Place of Good Hope - dispatches from South Africa

More than 500 years later, as I write from Cape Town, South Africa, a positive attitude, perhaps vision, seems very much a part of the fabric of this beautiful land some refer to as paradise.

Bill Trudell

Around the year 1488, a Portuguese explorer named Bartolomeu Dias, after attempting more than once to sail around a discovered southern cape, complained to his king that they should name it “Cape of Storms.” The King however, felt differently. It would be called the Cape of Good Hope because at last they had discovered a sea route to the treasures of the East.

More than 500 years later, as I write from Cape Town, South Africa, that positive attitude, perhaps vision, seems very much a part of the fabric of this beautiful land some refer to as paradise.

The history of this place might have easily suggested that there would be little room for positive thinking. The beautiful coastlines invited treacherous shipwrecks and loss of life. Explorers often became conquerors. First the Portuguese, then the Dutch, then the British all staked claims to this remarkable place to expand their need for trade and colonialism. Of course, they often brought disease, the displacement of Indigenous populations, conflicting cultures, religions, racial tensions, new rules and conflicts.

And, yet, positive visionaries also brought new ideas, opportunities and creative adaptations to this new land.  

In the 16th century, the Dutch East India Company introduced an oasis of fresh water and fruit to the tip of this southern continent and addressed the scourge of scurvy affecting their fleets as they journeyed around the cape.

Four centuries later, a young man named Cecil Rhodes, diagnosed with a heart disorder, took the advice of his British physicians and moved to South Africa to seek health in its warmth. This gigantic visionary first found wealth in diamonds and soon envisioned united colonies from the Cape to Cairo. That dream was not fulfilled as he died far too young, but he left an unparalleled legacy, from the introduction of a citrus fruit industry, to wineries, hospitals, railways, universities and of course scholarships, throughout the world.

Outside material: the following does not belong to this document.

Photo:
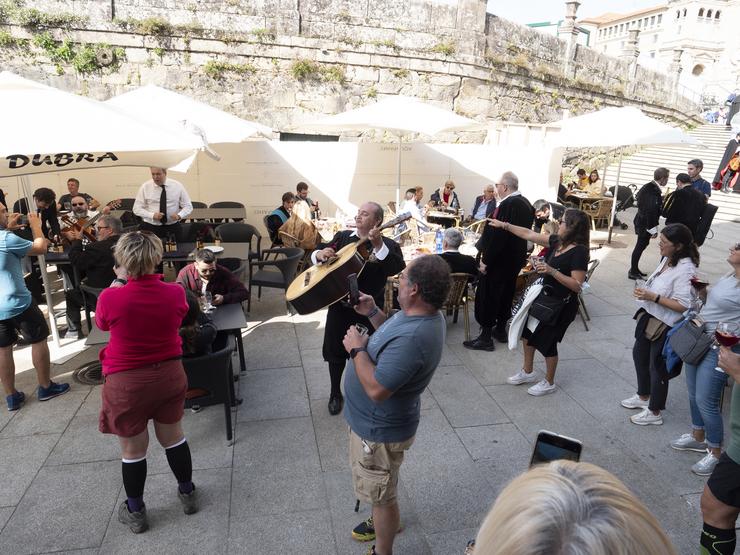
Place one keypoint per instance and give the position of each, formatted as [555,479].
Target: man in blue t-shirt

People are often shaped by the lands they inhabit, from sea coast to prairies and mountains to deserts. Here in South Africa, the coastlines are prominent and spectacular, of course, but there is one image that keeps recurring for me, the lush flowers and vegetation.

One of the world’s most sensational botanical gardens, Kirstenbosch, is found here. More than 1,000 acres of stunning floral wealth seems to be the heartbeat of flowers and vegetation, which artery out everywhere. The care and preservation of nature and its renewal seems symbolic in a way. There are six floral zones designated throughout the globe, each a birthplace of unique species. South Africa is one of them. 

And yet the darkness of the apartheid era in South Africa could overshadow any sense of hope without the emergence of the incredible Nelson Mandela.

A period of terrible racism, segregation, violence, poverty and inequality permeated this land for many years. Freedom and hope seemed to be locked away with Mandela for more than a quarter century until finally his gentle fist rose in the air as he walked to freedom in 1992.

Interestingly, faced with growing violence within the country and international pressure, President Frederik Willem de Klerk saw the future and held a referendum in 1988. There was one question. Do we free Nelson Mandela, yes or no? Shocking to many, as only whites could vote, more than 80 per cent voted for his freedom.

Mandela, however, declined his freedom until the government agreed to end apartheid. Four years later, in the first free election in the country’s history, Mandela was elected president of a “new” South Africa.

Despite the poverty that still exists here, especially in the townships, since 1994, a new energy of renewal has gripped this country as millions previously excluded gained access to education, home ownership, medical clinics, electricity and clean water. Moreover, a new constitution collaboratively created imbued a new sense of hope.

As I left Canada, a dark hopelessness seemed to be developing. U.S. President Donald Trump was tweeting threats and undisciplined insults at our nation. Our country was struggling to find a reasoned balance to our history and the treatment of our Indigenous peoples. In Ontario, newly elected Premier Doug Ford was arrogantly pursuing the politics of immediate gratification devoid of vision. Indeed, much of our world seems to be experiencing their own Capes of Storms.

I mentioned to a South African man here that I was writing a column and struggling for a theme to capture all of this. He mentioned that South Africa celebrates an annual national day of positive thinking! Well, of course they do.

I will soon be embarking on my own journey back home. I will have left behind but always remember this Place of Good Hope.